Mariupol City Council
La ville de Marioupol, en Ukraine, a été largement détruite.

Les principes humanitaires doivent être respectés

Mme Nakamitsu a aussi tenu à réaffirmer la responsabilité de toutes les parties au conflit de protéger les civils et les infrastructures civiles. Déplorant le bilan, probablement inférieur à la réalité, de 18.657 victimes civiles, dont 7.110 morts et 11.547 blessés en Ukraine depuis le début de l’offensive russe, elle a confirmé au Conseil de sécurité que la plupart des morts et des blessés civils sont victimes d’armes explosives à large rayon d’action, notamment de l’artillerie lourde, des systèmes de lance-roquettes multiples et des missiles.

En outre, elle a décrit les effets du conflit sur les infrastructures et les services civils essentiels et leurs conséquences humanitaires directes : « les maisons, les écoles, les routes et les ponts détruits, des frappes sur les hôpitaux et des établissements de santé ».

« La perturbation de l’eau, du gaz, du chauffage et de l’électricité causée par les attaques russes contre les infrastructures énergétiques aggrave la crise humanitaire en Ukraine. Ces attaques constituent une escalade inacceptable de la guerre et les civils paient le prix le plus élevé », a-t-elle souligné, martelant que les principes humanitaires doivent être respectés, et que « toutes les mesures possibles doivent être prises pour éviter ou en tous cas, réduire au minimum les pertes civiles et les dommages causés aux infrastructures civiles ».

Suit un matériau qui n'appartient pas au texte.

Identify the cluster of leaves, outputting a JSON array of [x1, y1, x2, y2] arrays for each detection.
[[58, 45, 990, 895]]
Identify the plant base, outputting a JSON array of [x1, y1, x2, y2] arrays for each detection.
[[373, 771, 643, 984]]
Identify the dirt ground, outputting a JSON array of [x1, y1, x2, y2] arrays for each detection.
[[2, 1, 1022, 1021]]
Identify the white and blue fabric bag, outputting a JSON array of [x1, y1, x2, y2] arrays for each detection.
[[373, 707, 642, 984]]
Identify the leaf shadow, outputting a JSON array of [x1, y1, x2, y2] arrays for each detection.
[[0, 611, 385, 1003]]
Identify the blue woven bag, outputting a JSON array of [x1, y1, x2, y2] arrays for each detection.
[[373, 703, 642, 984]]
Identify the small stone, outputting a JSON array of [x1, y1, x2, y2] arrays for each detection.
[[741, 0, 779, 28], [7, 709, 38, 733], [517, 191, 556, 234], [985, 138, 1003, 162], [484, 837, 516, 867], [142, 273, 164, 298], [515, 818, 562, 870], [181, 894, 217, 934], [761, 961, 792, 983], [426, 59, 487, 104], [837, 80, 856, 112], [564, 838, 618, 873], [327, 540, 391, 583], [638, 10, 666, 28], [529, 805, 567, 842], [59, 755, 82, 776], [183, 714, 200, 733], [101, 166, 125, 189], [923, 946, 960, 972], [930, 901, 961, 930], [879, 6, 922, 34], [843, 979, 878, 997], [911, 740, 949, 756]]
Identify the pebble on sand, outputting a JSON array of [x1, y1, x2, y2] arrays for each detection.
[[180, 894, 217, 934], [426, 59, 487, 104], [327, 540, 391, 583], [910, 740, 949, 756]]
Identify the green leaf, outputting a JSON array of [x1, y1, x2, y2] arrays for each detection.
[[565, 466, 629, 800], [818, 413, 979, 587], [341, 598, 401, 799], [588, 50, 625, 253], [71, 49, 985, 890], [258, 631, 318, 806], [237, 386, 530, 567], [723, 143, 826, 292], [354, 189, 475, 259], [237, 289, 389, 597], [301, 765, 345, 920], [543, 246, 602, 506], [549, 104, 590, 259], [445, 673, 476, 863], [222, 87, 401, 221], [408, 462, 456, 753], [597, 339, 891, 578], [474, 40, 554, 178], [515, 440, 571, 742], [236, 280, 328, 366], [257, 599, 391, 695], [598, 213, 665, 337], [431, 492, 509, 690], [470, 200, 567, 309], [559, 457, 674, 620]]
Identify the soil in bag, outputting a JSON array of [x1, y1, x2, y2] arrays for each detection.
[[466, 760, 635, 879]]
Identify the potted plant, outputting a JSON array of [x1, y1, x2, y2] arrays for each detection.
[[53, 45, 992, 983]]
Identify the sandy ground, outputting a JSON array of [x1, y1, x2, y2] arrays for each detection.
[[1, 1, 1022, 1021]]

Les civils contraints de chercher de l'eau dans une fontaine à Kyiv après la destruction des infrastructures
© UNOCHA/Oleksandr Ratushniak
Les civils contraints de chercher de l'eau dans une fontaine à Kyiv après la destruction des infrastructures

Bannir le recours aux armes explosives dans les zones habitées

Izumi Nakamitsu a réitéré l’appel sans ambiguïté du Secrétaire général de l’ONU António Guterres aux parties au conflit à s’abstenir d’utiliser des armes explosives dans des zones habitées, un écho de la déclaration politique adoptée en novembre dernier par 80 Etats concernant le renforcement de la protection des civils contre les conséquences humanitaires découlant de l’emploi d’armes explosives dans ces zones. « Je réitère mon appel aux États Membres pour qu’ils mettent en œuvre cette déclaration, qui constitue une étape importante dans nos efforts pour mieux protéger les civils », a insisté la Haute Représentante. « Les attaques contre les civils et les infrastructures civiles doivent cesser ».

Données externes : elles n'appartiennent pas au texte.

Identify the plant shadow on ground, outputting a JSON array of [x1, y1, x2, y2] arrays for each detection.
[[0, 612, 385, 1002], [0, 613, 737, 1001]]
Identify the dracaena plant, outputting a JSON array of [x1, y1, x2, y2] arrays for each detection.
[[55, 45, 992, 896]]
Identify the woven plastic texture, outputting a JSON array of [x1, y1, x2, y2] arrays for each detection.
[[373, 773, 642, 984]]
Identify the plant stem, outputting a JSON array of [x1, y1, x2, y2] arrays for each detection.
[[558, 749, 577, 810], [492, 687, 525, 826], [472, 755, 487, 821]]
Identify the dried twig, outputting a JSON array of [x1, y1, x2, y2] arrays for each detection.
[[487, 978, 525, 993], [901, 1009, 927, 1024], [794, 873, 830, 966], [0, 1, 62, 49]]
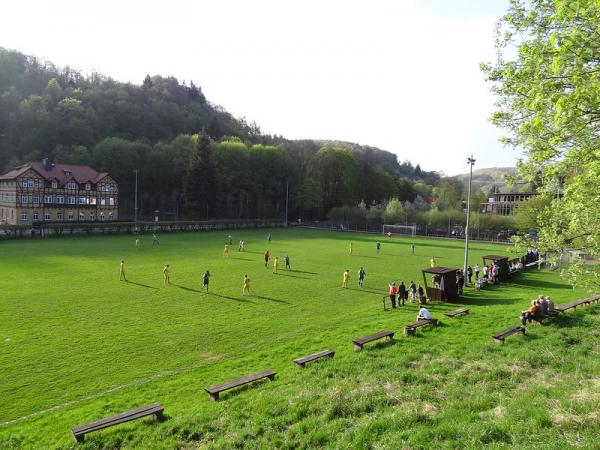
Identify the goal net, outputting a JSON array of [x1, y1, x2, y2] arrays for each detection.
[[383, 224, 417, 238]]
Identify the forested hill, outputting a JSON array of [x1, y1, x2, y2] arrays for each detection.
[[0, 47, 441, 221]]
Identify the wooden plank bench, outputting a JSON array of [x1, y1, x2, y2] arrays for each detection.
[[72, 403, 164, 442], [445, 308, 469, 318], [352, 330, 394, 351], [404, 318, 438, 336], [293, 349, 335, 367], [492, 325, 525, 344], [204, 369, 275, 401]]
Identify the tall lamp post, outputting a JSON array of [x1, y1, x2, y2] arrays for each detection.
[[134, 169, 139, 223], [464, 155, 475, 283]]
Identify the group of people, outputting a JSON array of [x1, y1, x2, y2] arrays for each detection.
[[520, 294, 554, 325], [263, 250, 291, 273], [387, 281, 426, 308]]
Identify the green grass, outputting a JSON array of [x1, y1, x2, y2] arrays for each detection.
[[1, 228, 599, 449]]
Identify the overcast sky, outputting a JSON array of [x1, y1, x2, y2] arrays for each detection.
[[1, 0, 522, 175]]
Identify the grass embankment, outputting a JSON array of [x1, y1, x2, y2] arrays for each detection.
[[0, 229, 598, 449]]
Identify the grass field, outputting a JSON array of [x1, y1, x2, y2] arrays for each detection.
[[1, 228, 599, 449]]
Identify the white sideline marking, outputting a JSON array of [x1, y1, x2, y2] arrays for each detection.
[[0, 357, 219, 428]]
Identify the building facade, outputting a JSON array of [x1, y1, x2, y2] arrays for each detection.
[[0, 159, 118, 225], [480, 192, 536, 216]]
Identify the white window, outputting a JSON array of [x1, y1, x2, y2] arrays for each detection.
[[68, 196, 76, 205], [57, 211, 63, 221], [33, 211, 39, 221], [100, 198, 106, 206], [21, 179, 28, 188], [108, 212, 113, 220], [109, 197, 114, 206], [34, 180, 39, 188], [45, 212, 51, 221], [28, 180, 34, 188], [21, 195, 28, 204], [20, 212, 28, 221], [90, 213, 95, 221], [85, 183, 91, 191], [79, 212, 84, 220], [45, 195, 53, 203], [79, 197, 86, 204], [90, 197, 96, 205], [33, 195, 39, 204], [67, 181, 77, 190], [51, 180, 58, 189], [56, 196, 64, 204], [68, 213, 74, 221], [99, 212, 105, 221]]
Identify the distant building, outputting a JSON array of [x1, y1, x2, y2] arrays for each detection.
[[480, 192, 536, 216], [0, 159, 118, 225]]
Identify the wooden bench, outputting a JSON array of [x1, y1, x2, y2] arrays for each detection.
[[72, 403, 164, 442], [404, 318, 438, 336], [293, 349, 335, 367], [204, 369, 276, 401], [492, 325, 525, 344], [352, 330, 394, 351], [525, 260, 540, 268], [445, 308, 469, 318]]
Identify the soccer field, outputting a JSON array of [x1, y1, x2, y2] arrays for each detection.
[[1, 228, 599, 449]]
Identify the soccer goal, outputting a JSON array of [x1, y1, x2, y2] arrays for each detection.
[[383, 224, 417, 238]]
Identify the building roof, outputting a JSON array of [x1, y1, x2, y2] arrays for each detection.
[[422, 267, 459, 275], [482, 255, 509, 262], [0, 161, 109, 186]]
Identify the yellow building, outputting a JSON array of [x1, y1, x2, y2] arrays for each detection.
[[0, 159, 118, 225]]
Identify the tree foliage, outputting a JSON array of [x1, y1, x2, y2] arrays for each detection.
[[482, 0, 600, 288]]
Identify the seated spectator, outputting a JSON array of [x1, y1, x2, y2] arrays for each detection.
[[417, 306, 431, 321], [539, 295, 549, 315], [521, 300, 538, 325], [546, 296, 555, 311]]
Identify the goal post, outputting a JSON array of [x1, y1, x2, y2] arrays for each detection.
[[383, 224, 417, 238]]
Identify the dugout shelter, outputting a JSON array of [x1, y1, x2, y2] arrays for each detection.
[[482, 255, 509, 281], [421, 266, 459, 301]]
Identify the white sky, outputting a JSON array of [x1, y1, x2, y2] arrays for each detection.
[[1, 0, 522, 176]]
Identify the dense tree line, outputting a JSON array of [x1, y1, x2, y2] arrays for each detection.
[[0, 47, 452, 220]]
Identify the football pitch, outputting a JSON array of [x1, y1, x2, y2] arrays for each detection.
[[1, 228, 599, 449]]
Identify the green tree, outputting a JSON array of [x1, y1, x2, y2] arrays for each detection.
[[482, 0, 600, 288], [382, 198, 405, 224], [185, 134, 217, 219]]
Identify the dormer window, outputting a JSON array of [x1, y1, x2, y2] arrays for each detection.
[[85, 183, 91, 191], [51, 180, 58, 189], [67, 181, 77, 190]]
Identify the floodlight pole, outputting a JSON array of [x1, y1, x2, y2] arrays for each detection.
[[285, 180, 289, 227], [464, 156, 475, 282], [134, 169, 139, 223]]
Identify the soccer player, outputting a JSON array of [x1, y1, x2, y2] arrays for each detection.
[[242, 274, 251, 295], [342, 269, 350, 288], [239, 240, 243, 252], [135, 238, 140, 248], [273, 256, 279, 274], [240, 240, 246, 252], [285, 255, 291, 270], [227, 235, 233, 245], [348, 242, 353, 256], [386, 231, 392, 240], [223, 243, 230, 257], [202, 270, 210, 292], [163, 264, 170, 286], [376, 241, 381, 254], [358, 267, 366, 287], [430, 256, 437, 268], [152, 234, 160, 245], [411, 243, 415, 255], [264, 250, 270, 267], [267, 233, 272, 243], [119, 259, 127, 281]]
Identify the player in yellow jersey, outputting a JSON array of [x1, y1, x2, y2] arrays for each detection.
[[430, 256, 437, 268], [223, 243, 230, 257], [119, 259, 127, 281], [342, 269, 350, 288], [242, 274, 251, 295], [273, 256, 279, 274], [348, 242, 353, 256], [163, 264, 170, 286]]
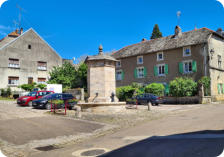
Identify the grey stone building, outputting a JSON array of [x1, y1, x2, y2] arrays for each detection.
[[0, 28, 63, 92], [112, 26, 224, 101]]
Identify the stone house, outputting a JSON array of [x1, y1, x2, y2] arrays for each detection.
[[0, 28, 63, 92], [112, 26, 224, 101]]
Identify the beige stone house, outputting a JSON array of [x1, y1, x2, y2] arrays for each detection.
[[0, 28, 63, 92], [112, 26, 224, 101]]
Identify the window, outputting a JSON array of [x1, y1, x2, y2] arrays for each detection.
[[183, 61, 192, 73], [183, 47, 191, 57], [38, 78, 46, 84], [137, 67, 144, 78], [218, 83, 223, 94], [28, 45, 32, 49], [28, 77, 33, 84], [157, 52, 164, 61], [116, 70, 122, 81], [137, 56, 143, 64], [8, 58, 19, 68], [158, 64, 165, 76], [37, 61, 47, 71], [116, 61, 121, 68], [8, 77, 19, 85], [218, 55, 222, 68]]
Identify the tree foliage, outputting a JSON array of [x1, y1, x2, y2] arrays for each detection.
[[144, 83, 165, 96], [19, 83, 37, 91], [150, 24, 163, 39], [169, 77, 197, 97], [48, 61, 87, 90], [36, 84, 47, 90], [198, 76, 211, 96]]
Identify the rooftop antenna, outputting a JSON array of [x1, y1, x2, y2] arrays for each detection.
[[177, 11, 181, 26], [16, 4, 26, 30]]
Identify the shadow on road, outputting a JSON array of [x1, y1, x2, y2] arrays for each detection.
[[100, 130, 224, 157]]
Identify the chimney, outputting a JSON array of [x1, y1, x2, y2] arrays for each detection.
[[20, 28, 23, 35], [141, 38, 147, 42], [15, 29, 19, 34], [175, 25, 182, 37]]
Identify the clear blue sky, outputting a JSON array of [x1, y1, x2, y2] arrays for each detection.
[[0, 0, 224, 60]]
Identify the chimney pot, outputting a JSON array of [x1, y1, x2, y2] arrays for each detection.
[[175, 25, 182, 37]]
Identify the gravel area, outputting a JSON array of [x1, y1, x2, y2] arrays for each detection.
[[0, 100, 47, 120]]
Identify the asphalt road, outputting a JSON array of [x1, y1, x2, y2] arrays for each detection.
[[29, 103, 224, 157]]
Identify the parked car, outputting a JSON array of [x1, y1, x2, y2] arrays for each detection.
[[32, 93, 76, 110], [135, 93, 163, 106], [17, 91, 54, 106]]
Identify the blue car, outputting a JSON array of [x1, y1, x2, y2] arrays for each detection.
[[136, 93, 162, 106]]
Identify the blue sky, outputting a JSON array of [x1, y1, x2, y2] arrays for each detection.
[[0, 0, 224, 60]]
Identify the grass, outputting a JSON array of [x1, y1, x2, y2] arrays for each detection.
[[0, 97, 16, 101]]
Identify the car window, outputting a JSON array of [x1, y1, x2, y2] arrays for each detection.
[[27, 92, 37, 96]]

Notant les immenses pertes et dévastations en Ukraine depuis 12 mois, et des perspectives de paix qui selon les termes d’António Guterres le 6 février « ne cessent de diminuer », la Haute Représentante a reconnu que « la perspective d’un règlement négocié semble actuellement mince tant que la logique militaire actuelle continue de prévaloir » et a appelé l’Assemblée générale à soutenir un règlement pacifique.

« Une nouvelle escalade et une prolongation du conflit ne feraient qu’engendrer des souffrances plus insupportables encore », a-t-elle averti. « Et le transfert de matériel militaire à l’appui de l’Ukraine ne doit pas faire dérailler l’aspiration de paix ».